I see from the inbox most of the mail Bellairsia receives is from people asking questions, such as clarifying book editions or confirming autograph samples. There are rare occasions when someone takes issue with something, such was the case of someone currently practicing Witchcraft: 
I've always been an avid reader of fantasy and Sci-Fi. Also a huge fan of Disney. But I have to say I am extremely disappointed in Mr. Bellairs disrespect, to Male Witches and Wiccans everywhere! As a practicing witch for over 45 yrs, I am deeply offended that Mr. Bellairs would even think to call any of our Brother practitioners "Warlock" Had he Googled the topic or even picked up a book on the subject written by someone who actually practiced the Craft, He would have know that a warlock is a traitorous bounty hunter that hunted our kind for years for money! Male Witches are called the same as female witches... Just that: Witches. This isn't something we call ourselves for whimsy or fun. This is our belief system, or if you will, our religion. So by constantly misinforming people in his writings, he is in essence making fun of us as a people. Why is it that people think it's ok to do this? Especially in this day and age where respect of others beliefs are constantly being harped on. Stop with the misinformation. Try writing with a little more respect to the practice of Witchcraft. It isn't evil you know.

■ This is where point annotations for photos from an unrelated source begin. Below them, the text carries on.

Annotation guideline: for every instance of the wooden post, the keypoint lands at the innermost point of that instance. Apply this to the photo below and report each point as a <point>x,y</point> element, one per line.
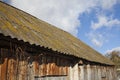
<point>71,73</point>
<point>89,72</point>
<point>81,72</point>
<point>99,73</point>
<point>76,73</point>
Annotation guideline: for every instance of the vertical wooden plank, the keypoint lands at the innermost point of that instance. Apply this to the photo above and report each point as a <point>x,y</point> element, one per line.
<point>89,71</point>
<point>99,72</point>
<point>71,72</point>
<point>75,72</point>
<point>82,72</point>
<point>4,69</point>
<point>0,63</point>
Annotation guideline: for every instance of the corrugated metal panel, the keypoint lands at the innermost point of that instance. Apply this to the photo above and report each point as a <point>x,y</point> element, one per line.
<point>20,25</point>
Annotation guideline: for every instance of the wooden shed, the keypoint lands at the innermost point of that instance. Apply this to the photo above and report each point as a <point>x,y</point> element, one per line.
<point>31,49</point>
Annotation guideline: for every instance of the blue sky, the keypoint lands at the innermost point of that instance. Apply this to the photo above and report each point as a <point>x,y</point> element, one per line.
<point>95,22</point>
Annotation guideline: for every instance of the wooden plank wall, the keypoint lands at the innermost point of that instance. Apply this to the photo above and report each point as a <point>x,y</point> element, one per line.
<point>19,65</point>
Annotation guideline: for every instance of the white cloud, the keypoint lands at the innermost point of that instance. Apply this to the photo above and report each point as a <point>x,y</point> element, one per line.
<point>108,4</point>
<point>104,21</point>
<point>117,49</point>
<point>63,13</point>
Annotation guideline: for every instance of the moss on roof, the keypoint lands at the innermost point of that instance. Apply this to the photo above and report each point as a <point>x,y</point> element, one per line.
<point>23,26</point>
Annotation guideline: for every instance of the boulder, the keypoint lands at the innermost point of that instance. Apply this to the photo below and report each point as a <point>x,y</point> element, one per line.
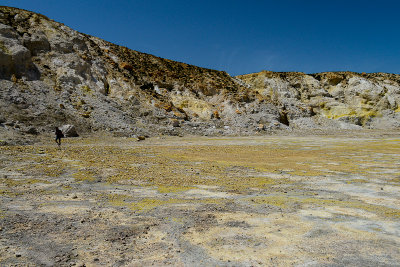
<point>69,130</point>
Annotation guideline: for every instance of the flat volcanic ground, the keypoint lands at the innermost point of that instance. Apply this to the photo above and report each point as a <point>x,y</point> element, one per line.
<point>237,201</point>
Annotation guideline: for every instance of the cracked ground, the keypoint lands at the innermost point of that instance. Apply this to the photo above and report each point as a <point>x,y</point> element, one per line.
<point>202,201</point>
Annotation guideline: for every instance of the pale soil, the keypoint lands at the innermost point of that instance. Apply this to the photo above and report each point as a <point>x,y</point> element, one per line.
<point>197,201</point>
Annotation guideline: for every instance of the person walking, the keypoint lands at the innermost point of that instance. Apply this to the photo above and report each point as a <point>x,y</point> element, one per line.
<point>59,135</point>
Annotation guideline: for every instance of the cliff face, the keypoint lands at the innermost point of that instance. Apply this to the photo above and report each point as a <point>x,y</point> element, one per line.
<point>52,75</point>
<point>344,99</point>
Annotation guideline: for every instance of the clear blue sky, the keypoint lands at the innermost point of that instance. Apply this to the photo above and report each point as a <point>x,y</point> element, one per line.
<point>243,36</point>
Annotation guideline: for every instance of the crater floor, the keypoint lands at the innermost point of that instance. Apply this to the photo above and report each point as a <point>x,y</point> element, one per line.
<point>202,201</point>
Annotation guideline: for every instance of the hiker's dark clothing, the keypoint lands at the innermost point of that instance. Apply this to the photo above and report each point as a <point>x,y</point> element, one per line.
<point>59,135</point>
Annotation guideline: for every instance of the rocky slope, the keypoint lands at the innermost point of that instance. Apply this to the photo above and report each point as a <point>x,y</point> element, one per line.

I doubt Bellairs had any malevolent motives with his word choice. In The House with a Clock in its Walls (1973), Jonathan Barnavelt referred to Isaac Izard, and later himself, as a warlock, describing it as a male witch. Bellairs later used the word for the title of The Lamp from the Warlock's Tomb (1988), though I don't quite recall how often the word appeared within the text. 

How do those practicing Wicca or Paganism feel about such word choices?